From the time my dad came for a visit, and maybe even before that, I let go of my daily routines. No more prayer, meditation, affirmations and my writing was no longer anchored to the morning. The primary reason for this (or so I tell myself) was to give my dad as much attention as possible and since he was an early riser, I wanted to sit and have coffee with him and listen to what he had to say. It’s easy to get out of routines and harder to reclaim them. The one thing I didn’t let go of was daily writing which wasn’t always easy but using the website 750words.com was like a having an invisible bull whip to get me to sit down before the end of the day and empty my brain on the page. It’s five dollars a month for the service and even though it’s a small amount compared to say a gym membership (which I was less devoted to even in the best of times) it was enough of an incentive to keep me coming back and the daily streak tally was a boon as I watched it climb each day.

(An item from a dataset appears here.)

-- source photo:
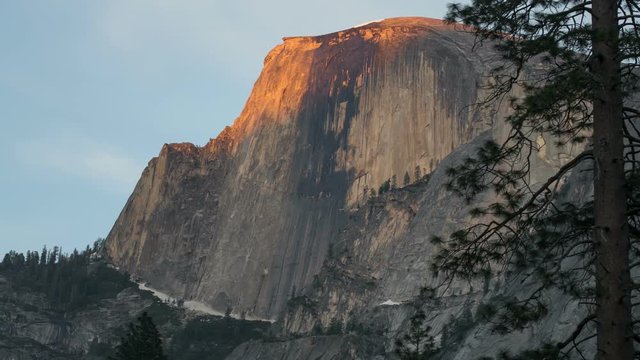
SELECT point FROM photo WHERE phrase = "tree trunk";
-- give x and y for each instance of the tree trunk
(611, 240)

With my dad now gone to rehab for a fall he took here, my mornings are suddenly, sadly free but the routines have not been recouped. Why is it so hard to do the things you know are good for you? One thing I’ve promised myself is to reclaim my voice and this blog because even if no one reads my words, I can feel like I’m making progress toward a writing goal at the very least. My daily writing is consumed by the minutia of the day and I want more for myself than that. What we had for dinner, the chores I completed, the books I was reading. Sometimes I use superfulous words and break every writing rule just to get to 750 words each day because I’ve left it until it’s nearing the end of the day and I just about have the 20 minutes left until midnight to get it in.
But starting now, I am here. I am back to writing in public and I hope to see you more often in the future.